The agency’s calculations indicate that the accumulation of leverage, i.e. the credits that have been acquired, could slow economic recovery by a cumulative 0.9% of GDP in advanced economies and 1.3% in emerging markets over the next three years.
👑 The Leader:
On the return to trading after the Easter break, Argentina’s Merval (MERVAL) was the only Latin American stock exchange to close with gains on Monday, rising 0.22%, thanks to the performance of stocks such as Cresud (CRES), Loma Negra (LOMA) and Banco Macro (BMA).
Argentina’s Economy Minister Martín Guzmán traveled to to the United States on Monday to participate in the IMF and World Bank Spring Meetings, after a weekend of meetings with officials of his economic team.
Prior to the meetings, as a signal to the IMF, the country’s Central Bank raised interest rates, in a context in which the economic team is trying to send signals to the organization regarding what was signed weeks ago.
In the meantime, it called for public hearings to apply a new increase in gas and electricity. This was confirmed by Argentina’s Energy Secretariat, which stated that the increases will be discussed on May 10-12.
📉 A Bad Day:
Chile’s IPSA (IPSA) had the worst performance in the region on Monday, down 1.05%, with energy company shares, IT and real estate driving the index down.
Chilean investors were attentive Monday to a debate in Congress on whether to approve a fifth withdrawal of pension funds, which will compete with a bill presented by the government that would allow withdrawals to be conditioned.
The first legislation would open the way for new withdrawals of up to $15 billion, while the government’s alternative plan would allow workers to access some $3 billion in retirement funds.
Brazil’s Ibovespa (IBOV) also closed with losses.
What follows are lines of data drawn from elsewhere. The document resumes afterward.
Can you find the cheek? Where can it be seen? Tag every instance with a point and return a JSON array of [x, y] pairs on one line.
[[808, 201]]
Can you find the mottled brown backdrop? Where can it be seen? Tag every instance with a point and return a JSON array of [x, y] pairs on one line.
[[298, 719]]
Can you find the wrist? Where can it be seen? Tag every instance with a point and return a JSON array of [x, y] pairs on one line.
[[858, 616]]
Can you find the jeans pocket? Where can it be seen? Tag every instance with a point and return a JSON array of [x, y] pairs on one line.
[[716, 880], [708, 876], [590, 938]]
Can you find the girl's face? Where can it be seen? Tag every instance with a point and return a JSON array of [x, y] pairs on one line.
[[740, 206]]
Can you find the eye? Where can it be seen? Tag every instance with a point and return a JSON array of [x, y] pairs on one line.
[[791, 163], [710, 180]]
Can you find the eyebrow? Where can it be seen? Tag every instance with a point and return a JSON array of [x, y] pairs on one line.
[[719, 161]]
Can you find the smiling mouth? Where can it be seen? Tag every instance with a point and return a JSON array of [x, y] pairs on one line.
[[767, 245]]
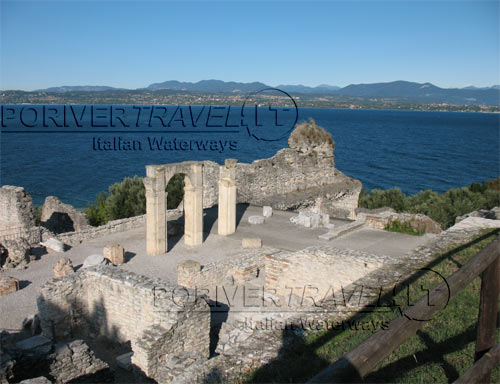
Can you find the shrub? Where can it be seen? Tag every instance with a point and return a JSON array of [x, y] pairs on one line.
[[128, 198], [443, 208], [309, 133]]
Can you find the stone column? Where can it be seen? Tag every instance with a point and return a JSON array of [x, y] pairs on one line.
[[156, 219], [193, 206], [227, 198]]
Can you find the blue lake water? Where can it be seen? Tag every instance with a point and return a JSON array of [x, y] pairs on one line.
[[412, 150]]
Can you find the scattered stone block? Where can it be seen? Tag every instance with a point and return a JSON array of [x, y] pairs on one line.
[[62, 268], [114, 253], [251, 242], [125, 361], [8, 285], [186, 270], [54, 245], [325, 219], [256, 219], [305, 220], [267, 211], [94, 260]]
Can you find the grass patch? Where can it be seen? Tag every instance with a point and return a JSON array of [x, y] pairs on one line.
[[440, 352], [403, 227]]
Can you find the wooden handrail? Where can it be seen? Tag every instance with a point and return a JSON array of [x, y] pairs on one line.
[[360, 361], [481, 370]]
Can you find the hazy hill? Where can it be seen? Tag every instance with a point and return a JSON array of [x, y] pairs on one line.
[[424, 93], [209, 86]]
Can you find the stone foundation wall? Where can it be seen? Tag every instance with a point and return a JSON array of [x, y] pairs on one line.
[[317, 271], [109, 302], [59, 217]]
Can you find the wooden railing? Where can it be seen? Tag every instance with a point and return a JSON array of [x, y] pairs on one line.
[[359, 362]]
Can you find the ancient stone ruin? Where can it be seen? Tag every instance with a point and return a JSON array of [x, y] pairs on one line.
[[302, 176], [160, 320], [157, 177], [59, 217]]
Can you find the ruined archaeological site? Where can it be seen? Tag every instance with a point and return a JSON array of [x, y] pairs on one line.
[[256, 255]]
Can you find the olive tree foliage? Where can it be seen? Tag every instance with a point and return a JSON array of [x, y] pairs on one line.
[[128, 198]]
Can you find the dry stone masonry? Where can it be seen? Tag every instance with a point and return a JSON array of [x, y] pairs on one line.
[[302, 176], [8, 285], [161, 321], [115, 253], [319, 270]]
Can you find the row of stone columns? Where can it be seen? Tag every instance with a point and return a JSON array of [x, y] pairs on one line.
[[156, 204]]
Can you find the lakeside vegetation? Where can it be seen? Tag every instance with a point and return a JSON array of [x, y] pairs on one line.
[[440, 352], [128, 198], [442, 208]]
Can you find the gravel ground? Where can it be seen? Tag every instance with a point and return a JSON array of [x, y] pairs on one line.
[[277, 232]]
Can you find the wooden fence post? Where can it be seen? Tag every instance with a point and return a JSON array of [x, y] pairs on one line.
[[488, 309]]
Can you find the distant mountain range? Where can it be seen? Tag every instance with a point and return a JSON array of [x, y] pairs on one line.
[[400, 91]]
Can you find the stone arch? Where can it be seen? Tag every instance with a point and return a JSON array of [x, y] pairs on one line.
[[155, 182]]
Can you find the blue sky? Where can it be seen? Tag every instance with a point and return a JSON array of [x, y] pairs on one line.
[[133, 44]]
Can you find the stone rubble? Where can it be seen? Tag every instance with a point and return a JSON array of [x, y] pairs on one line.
[[93, 260], [59, 217], [53, 245], [17, 253], [267, 211], [256, 219], [8, 285], [62, 268], [115, 253], [311, 219]]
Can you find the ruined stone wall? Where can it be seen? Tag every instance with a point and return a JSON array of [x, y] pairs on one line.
[[59, 217], [16, 210], [302, 176], [317, 271], [244, 266], [114, 226], [119, 305]]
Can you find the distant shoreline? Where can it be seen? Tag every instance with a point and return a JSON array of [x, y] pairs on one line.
[[381, 107]]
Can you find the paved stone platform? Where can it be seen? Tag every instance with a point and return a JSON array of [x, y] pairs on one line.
[[277, 232]]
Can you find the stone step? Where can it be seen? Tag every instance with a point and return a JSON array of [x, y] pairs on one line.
[[341, 231]]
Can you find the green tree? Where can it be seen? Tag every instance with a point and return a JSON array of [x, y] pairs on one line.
[[128, 198]]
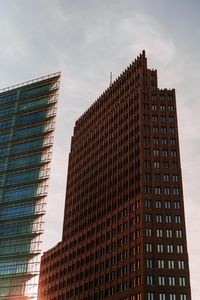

Traders were awaiting the participation of the president of the Central Bank, Roberto Campos Neto, in an IMF event, looking for signals on interest rates.
The Mexican stock market’s S&P BMV/IPC index (MEXBOL) ended the session down 0.06%.
🍝 For the Dinner Table Debate:
The founder of the Argentine fintech Ualá, Pierpaolo Barbieri, announced on Monday the launch of a venture capital (VC) fund that will start operating with some $30 million injected by General Catalyst and the founder of Brevan Howard, Alan Howard, among others.
Through his new firm 17Sigma, Barbieri will focus on investing in early-stage startups in Latin America. Sponsors also include former SoftBank executives Marcelo Claure and Paulo Passoni.
The launch follows a record year for startup funding in Latin America in 2021, with some $15 billion raised, which helped create 17 new companies valued at $1 billion or more, according to data from the Association for Private Capital Investments in Latin America.
17Sigma will focus on pre-seed and seed rounds in Latin America, as there is less interest in that stage of financing from large global funds, according to Barbieri.
“When we thought about this project, we thought the most effective way to help the community and disrupt markets is to bet at the early stage,” Barbieri said. “That’s when the founders need the most help, they need ideas, they’re building teams,” he added.